Each common method trades off accuracy, speed, sourcing, and how well it scales. The honest summary: general AI is fast but unsourced and error-prone; manual research is accurate but slow; FOIA is authoritative but lengthy; a dedicated regulatory data platform is fast and sourced within the jurisdictions it covers.
| Method | Strength | Where it breaks |
|---|---|---|
| General AI (ChatGPT, Copilot) | Fast, conversational, good for orientation | Wrong jurisdiction/cycle; confuses conditional vs prohibited; no citations |
| Manual PDF / web research | Accurate; the reliable way to prove a negative | Slow; doesn't scale across jurisdictions or markets |
| FOIA request | Authoritative, direct from the jurisdiction | Lengthy; must be repeated per jurisdiction |
| Calling the AHJ or utility | Fast when you reach the right person | Inconsistent, undocumented, person-dependent |
| Dedicated regulatory data platform | Fast, sourced, comparable across jurisdictions, kept current | Limited to the jurisdictions it has built out |
What makes a dedicated regulatory data platform different?
A dedicated regulatory data platform differs from a general AI tool in what it's built on and how it answers. Instead of searching the open internet at query time, it works from a maintained, jurisdiction-specific corpus — gathered from ordinances, amendments, state code, fire criteria, utility tariffs, and ancillary documents — validated, and kept current.
Answers ladder to the correct AHJ and code cycle and cite the exact source text, so they can be verified rather than taken on faith. See the permitting requirements guide for what that looks like applied to a specific plan set.
Where Fordje fits. Fordje is an AI code and regulatory data platform built specifically for this problem in residential clean energy.
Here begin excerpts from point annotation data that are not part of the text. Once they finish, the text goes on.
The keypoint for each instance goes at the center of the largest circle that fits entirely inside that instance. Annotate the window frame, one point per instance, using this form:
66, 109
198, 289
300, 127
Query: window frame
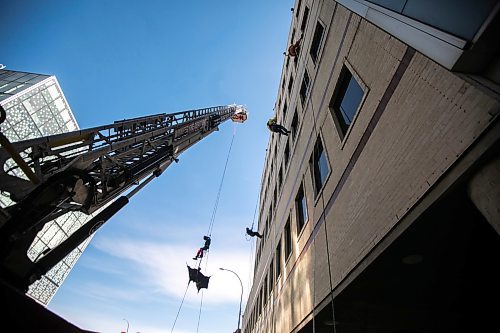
287, 234
314, 165
317, 43
278, 262
337, 98
305, 88
301, 213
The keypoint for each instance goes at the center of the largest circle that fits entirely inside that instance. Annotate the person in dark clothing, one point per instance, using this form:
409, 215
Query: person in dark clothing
277, 128
252, 233
199, 254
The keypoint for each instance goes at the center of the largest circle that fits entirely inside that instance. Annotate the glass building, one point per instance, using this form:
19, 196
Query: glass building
35, 106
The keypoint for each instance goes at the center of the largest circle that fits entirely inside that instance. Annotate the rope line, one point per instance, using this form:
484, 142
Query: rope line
199, 313
178, 311
210, 227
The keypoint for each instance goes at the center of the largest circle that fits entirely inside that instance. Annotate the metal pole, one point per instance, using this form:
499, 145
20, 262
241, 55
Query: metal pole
241, 296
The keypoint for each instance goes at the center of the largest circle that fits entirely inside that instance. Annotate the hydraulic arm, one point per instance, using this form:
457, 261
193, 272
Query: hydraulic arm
85, 171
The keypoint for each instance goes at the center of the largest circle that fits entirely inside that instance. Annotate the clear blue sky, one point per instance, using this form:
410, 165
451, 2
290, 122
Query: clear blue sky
122, 59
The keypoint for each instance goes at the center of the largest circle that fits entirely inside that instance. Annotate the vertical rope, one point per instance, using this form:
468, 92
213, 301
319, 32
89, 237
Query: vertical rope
210, 227
178, 311
324, 224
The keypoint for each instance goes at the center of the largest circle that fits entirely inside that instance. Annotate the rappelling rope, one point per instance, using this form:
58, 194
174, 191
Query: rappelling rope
209, 233
210, 227
178, 311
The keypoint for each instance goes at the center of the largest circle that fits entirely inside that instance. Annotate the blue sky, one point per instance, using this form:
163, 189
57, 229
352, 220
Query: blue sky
123, 59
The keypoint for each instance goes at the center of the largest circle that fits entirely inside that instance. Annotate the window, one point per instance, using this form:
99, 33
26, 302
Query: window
319, 166
316, 42
304, 19
304, 88
278, 260
295, 125
288, 239
301, 209
266, 290
290, 84
271, 276
287, 152
297, 10
270, 215
345, 101
275, 195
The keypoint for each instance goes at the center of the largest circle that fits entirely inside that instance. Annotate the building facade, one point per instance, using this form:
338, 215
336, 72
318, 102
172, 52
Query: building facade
380, 211
35, 106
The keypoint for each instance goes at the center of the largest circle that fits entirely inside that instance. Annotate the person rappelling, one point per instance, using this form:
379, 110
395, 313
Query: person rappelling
198, 278
252, 233
205, 247
273, 126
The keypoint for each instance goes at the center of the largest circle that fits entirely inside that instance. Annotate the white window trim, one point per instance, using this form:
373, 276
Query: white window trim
438, 45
It doesn't query the open internet — it maintains a validated, jurisdiction-specific corpus gathered from ordinances, amendments, state code, fire-jurisdiction criteria, utility tariffs, and the ancillary documents that explain how a code is applied, all laddered to the right AHJ and code cycle. Every answer cites its source text, so a requirement is one a team can verify and defend, and the data updates as codes and utility tariffs change.
Related questions
Is any AI reliable for code research, or none of it?
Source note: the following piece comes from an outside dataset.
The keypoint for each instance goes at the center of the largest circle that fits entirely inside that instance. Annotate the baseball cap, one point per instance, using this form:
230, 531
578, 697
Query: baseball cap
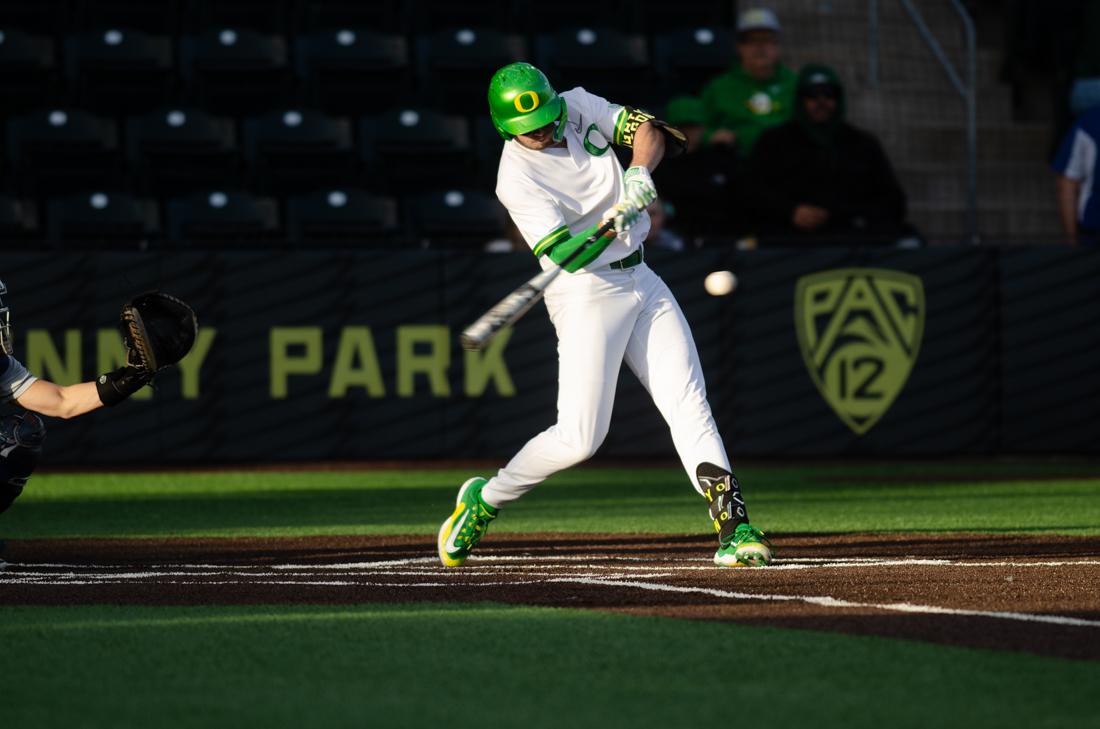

The distinction isn't AI versus no AI — it's what the AI is grounded in. A general model answering from the open internet is unreliable for local code. An AI system grounded in a maintained, validated, jurisdiction-specific corpus with citations is a different thing: the AI handles language and retrieval, but the answer traces to real source documents rather than to the open web.
How do I verify an answer about an AHJ or code requirement?
The test is whether you can trace it to the exact section of the adopted code or document it came from, for the correct jurisdiction and cycle. An answer you can't source can't be defended to a permitting office, which is why citation back to source text — not just a confident response — is the thing that makes a code answer usable.